The real allies of Israel, therefore, should first and foremost warn Jerusalem that it should act with self-restraint in the current conflict because it is in its best long-term interest. It does not want to find itself trapped between two fronts (with Hezbollah to the north) and it should not raise suspicious of heading towards a new Nakba. To avoid these dangers, Israel should spare innocent lives, renouncing on technology to bet on human understanding, meaning combat units’ ability to extricate themselves in Gaza’s maze of rubble drawing a difference between Hamas militants and common people, even if at a higher cost of soldiers’ lives. It might be that Gantz’s inclusion in the government and the extra time taken by the IDF to launch the ground invasion are signals of an intention to design a better military operation capable of sparing the maximum number of civilian lives, while still achieving Israel’s military objectives.

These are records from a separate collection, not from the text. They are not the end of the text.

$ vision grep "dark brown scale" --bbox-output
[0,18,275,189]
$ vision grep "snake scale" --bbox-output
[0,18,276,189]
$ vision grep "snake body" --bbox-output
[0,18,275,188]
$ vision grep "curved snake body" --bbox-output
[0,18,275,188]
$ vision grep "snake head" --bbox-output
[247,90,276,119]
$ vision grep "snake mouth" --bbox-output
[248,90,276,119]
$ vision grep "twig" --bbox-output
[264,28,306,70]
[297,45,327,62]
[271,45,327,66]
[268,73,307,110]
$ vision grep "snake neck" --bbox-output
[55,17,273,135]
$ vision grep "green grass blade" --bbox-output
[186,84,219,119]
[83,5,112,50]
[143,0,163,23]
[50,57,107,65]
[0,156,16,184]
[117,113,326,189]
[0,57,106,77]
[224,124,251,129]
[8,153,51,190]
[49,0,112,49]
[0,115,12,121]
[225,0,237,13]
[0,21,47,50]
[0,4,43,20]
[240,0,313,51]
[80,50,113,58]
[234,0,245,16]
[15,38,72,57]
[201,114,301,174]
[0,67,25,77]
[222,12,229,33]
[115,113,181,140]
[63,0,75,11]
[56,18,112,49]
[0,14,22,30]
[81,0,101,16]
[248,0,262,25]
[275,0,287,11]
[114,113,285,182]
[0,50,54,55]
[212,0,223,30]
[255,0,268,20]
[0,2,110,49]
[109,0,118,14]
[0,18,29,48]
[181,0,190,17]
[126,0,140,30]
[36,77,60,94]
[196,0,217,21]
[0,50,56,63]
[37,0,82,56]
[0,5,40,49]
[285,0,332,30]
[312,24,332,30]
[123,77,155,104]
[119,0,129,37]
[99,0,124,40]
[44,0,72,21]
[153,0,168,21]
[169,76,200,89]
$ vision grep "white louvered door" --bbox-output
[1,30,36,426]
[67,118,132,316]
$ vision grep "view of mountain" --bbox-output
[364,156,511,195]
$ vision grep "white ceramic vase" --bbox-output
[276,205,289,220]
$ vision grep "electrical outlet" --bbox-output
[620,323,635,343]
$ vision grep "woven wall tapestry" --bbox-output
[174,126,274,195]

Nonetheless, it is with deep sadness that this tragic set of war events unfolds, as this could have been avoided. Once there was the “peace process” that did not work and that came to a stall after Netanyahu’s rise to power and with his stifling of the Oslo Accords since 1996. It was easily forgotten thereafter by all countries, mumbling about a “two-state solution” without pressuring Israel to stop its creeping colonization and its 16-year blockade enforced on the Gaza Strip. The so-called peace process did not come to a halt because the differences between the two sides were too great. It ended because Israel felt unbeatable thanks to its military supremacy and, therefore, had no need to come to terms with its weaker partner, the Palestinians. Slowly, over time, the international community forgot about the Palestinian question and removed its aspiration to self-determination from the international agenda.

The result was not only another round of Gaza-Israeli hostilities, but the bloody war we now are helplessly witnessing that is able to ignite new tensions across the whole region and beyond. It is a reminder that the only political solution is one that considers the Palestinian people’s right to independence, to enjoy a safe and free space of their own, or else to the granting of full political, economic, and social individual rights in one state called Israel.